The legacy of friendship
As I age, I have come to realize that my parents taught me many life lessons, but in our house there wasn’t a lot of verbal instruction. They taught by example, and I learned without even realizing it.
One of those lessons was how to make friends, how to be a friend, and just how important those friendships are throughout life, none of which come with specific instructions. Rather, if we’re blessed, it’s something we learn by doing and watching and just living.
Naturally, there were things my parents did specifically tell me about life. Most of what I remember had to do with manners, instructions like: “Don’t chew with your mouth full.” “Stand up straight.” “No elbows on the table.” “Don’t run in the house.” (That’s why I got no sympathy when I ran through the dining room and broke my little toe when it hit the buffet leg). “Make two trips.” (That one was when I thought it necessary to try to carry too much from the car to the house or upstairs to my room at one time and made a mess.)

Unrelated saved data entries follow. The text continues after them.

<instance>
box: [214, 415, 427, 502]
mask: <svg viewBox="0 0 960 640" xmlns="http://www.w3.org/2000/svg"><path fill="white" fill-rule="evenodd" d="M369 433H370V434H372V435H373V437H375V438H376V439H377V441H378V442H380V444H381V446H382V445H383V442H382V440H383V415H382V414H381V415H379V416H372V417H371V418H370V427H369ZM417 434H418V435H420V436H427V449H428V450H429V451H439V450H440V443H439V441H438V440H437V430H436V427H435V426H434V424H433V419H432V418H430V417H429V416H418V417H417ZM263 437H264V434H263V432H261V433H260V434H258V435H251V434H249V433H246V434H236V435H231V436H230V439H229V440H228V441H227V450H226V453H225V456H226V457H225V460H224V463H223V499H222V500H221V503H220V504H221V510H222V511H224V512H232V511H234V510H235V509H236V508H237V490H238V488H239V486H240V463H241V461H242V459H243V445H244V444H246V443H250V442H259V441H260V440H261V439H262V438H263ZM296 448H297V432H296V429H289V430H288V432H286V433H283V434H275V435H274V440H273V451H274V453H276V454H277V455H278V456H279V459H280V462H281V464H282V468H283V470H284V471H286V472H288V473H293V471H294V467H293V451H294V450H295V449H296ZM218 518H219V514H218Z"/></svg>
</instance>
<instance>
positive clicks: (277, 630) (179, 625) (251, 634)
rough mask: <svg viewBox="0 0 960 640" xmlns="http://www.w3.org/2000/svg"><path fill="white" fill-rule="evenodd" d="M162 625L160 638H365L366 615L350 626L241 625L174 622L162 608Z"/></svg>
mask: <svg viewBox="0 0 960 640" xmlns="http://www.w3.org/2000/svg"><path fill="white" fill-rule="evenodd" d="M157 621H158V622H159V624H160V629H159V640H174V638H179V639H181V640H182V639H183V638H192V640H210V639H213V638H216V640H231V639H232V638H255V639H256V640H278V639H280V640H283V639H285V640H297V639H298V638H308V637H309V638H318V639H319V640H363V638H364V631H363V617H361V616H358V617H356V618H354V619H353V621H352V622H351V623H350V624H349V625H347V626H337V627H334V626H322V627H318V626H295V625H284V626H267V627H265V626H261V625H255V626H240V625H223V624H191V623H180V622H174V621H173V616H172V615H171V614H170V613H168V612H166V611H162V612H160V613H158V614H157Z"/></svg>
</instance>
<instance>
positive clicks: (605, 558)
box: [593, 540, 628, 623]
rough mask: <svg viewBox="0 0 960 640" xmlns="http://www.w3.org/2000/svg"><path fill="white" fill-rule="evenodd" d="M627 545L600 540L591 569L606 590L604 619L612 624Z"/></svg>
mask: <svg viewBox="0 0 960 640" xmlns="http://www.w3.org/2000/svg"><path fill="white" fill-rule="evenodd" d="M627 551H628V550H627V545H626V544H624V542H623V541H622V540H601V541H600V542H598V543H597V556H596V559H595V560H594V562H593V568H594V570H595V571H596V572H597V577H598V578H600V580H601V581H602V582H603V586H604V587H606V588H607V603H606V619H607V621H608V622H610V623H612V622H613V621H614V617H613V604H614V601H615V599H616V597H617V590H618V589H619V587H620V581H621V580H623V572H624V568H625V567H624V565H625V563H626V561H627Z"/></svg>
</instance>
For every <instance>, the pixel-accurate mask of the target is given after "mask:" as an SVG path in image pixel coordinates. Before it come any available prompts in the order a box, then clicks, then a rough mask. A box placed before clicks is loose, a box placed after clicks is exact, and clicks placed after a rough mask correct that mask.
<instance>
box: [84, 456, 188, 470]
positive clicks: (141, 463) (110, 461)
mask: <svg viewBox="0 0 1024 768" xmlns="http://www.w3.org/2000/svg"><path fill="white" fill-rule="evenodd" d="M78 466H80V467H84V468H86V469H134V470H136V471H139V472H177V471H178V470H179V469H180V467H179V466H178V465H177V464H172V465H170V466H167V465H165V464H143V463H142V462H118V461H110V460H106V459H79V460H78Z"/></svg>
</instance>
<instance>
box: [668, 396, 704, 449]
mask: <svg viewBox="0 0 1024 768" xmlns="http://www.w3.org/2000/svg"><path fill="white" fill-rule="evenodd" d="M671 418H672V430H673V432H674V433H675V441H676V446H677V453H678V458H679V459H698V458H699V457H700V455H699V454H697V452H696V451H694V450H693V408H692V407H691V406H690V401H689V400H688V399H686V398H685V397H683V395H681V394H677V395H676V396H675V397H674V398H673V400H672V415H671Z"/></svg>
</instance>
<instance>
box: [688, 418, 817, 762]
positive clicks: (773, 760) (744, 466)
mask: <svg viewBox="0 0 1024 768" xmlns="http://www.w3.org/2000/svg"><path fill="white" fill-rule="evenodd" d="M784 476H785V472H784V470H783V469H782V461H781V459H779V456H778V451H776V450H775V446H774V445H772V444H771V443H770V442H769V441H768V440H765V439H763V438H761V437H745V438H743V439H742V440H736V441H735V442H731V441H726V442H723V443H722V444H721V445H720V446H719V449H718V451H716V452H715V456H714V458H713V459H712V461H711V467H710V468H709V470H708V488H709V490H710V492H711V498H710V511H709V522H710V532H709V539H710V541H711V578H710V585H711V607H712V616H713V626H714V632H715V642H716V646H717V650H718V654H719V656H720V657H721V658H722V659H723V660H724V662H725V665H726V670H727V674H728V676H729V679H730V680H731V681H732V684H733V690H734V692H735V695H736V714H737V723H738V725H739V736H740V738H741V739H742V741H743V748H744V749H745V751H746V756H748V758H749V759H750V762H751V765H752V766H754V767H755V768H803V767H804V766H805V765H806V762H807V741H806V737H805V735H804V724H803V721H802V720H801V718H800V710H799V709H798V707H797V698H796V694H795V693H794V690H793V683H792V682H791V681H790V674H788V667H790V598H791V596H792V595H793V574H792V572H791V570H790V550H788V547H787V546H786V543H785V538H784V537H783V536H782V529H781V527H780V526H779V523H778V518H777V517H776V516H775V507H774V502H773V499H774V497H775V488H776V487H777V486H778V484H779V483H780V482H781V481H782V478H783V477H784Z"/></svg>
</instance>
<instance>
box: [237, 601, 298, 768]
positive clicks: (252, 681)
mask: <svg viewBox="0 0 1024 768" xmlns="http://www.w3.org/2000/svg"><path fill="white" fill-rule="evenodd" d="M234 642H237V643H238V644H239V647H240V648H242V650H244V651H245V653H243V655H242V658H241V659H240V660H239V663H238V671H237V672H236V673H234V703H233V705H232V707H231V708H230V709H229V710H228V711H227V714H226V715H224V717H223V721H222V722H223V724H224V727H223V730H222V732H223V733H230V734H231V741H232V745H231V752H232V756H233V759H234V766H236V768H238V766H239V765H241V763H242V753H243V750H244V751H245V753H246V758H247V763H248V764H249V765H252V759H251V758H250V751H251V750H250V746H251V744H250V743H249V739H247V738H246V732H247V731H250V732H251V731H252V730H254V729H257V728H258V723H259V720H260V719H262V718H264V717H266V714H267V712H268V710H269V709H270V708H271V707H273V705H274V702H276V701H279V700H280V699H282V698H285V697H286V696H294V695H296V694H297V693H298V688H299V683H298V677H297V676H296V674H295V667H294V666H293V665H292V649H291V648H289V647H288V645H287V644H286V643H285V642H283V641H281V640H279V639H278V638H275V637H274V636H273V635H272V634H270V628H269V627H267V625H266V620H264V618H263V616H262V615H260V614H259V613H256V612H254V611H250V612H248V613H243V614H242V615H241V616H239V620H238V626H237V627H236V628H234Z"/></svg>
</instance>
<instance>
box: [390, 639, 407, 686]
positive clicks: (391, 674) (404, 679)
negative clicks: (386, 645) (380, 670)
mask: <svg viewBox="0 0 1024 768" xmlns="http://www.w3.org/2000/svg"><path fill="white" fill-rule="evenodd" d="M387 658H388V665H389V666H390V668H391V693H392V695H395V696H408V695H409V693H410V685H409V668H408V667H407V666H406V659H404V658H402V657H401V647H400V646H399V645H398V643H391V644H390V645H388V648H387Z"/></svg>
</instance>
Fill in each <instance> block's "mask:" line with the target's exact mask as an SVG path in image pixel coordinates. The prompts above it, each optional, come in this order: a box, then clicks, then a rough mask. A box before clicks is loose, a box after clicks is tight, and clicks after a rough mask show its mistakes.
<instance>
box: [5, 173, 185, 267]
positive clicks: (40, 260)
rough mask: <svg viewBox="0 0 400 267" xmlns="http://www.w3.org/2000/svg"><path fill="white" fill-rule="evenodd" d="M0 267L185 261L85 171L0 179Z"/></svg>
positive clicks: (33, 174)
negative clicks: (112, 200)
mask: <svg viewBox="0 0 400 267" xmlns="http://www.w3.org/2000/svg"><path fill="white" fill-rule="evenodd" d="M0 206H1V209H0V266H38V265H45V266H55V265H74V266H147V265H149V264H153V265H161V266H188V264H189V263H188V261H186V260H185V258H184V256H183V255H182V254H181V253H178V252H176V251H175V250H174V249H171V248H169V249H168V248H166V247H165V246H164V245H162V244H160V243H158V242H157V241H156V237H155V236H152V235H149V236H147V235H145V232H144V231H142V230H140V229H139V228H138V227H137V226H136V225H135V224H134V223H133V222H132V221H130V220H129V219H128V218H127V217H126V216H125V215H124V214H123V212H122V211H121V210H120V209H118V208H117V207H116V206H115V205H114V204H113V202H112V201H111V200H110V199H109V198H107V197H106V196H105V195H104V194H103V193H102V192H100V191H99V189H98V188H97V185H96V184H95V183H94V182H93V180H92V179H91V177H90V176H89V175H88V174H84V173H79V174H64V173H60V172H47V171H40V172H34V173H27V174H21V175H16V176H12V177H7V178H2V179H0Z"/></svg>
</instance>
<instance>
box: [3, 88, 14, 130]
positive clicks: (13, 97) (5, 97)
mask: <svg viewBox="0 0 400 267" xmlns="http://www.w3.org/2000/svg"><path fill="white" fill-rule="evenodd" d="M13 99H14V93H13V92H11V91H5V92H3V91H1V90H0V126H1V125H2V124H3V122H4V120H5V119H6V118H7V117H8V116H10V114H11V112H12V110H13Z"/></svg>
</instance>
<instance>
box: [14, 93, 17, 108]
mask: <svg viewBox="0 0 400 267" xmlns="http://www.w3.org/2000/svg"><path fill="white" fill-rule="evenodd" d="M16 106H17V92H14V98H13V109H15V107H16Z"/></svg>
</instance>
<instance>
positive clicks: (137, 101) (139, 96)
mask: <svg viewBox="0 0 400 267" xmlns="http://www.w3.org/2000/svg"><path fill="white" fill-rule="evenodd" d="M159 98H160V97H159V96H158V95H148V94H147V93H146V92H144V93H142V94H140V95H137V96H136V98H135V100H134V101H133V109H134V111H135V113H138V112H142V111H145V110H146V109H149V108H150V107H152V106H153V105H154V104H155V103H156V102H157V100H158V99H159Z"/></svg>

Whether it was the friends my parents square danced with or the neighbors on the next farm or the friendship that was strengthened over many card games or over cups of coffee at the kitchen table, or maybe friends from church, those connections were just always there as I grew up. And it wasn’t just that they were my parents’ friends. They were family friends, with kids to play with when we visited at our home or theirs for an evening. I am blessed because those moms came to treat me like their own. And even now they continue to hold a special place in my heart, and so do the daughters who are still some of my closest friends.
One of those moms, now 85 years old, passed away last week. The last time she knew me when I visited was this summer. She smiled and recognized me first thing.
As I spent time with her and her husband that day, I felt at home, connected somehow to my parents and to the memories of those times our families spent together while I was growing up. I doubt that I realized it then, but that’s when I started to understand the true value of friendships.
Something else I didn’t know then is that the experts tell us that friends have a long-term impact on our health and longevity. Including healthy-minded, supportive people might be the most powerful thing one can do to add years to their life.
I just hope that having friends and being a friend is a legacy I am able to pass along to my children.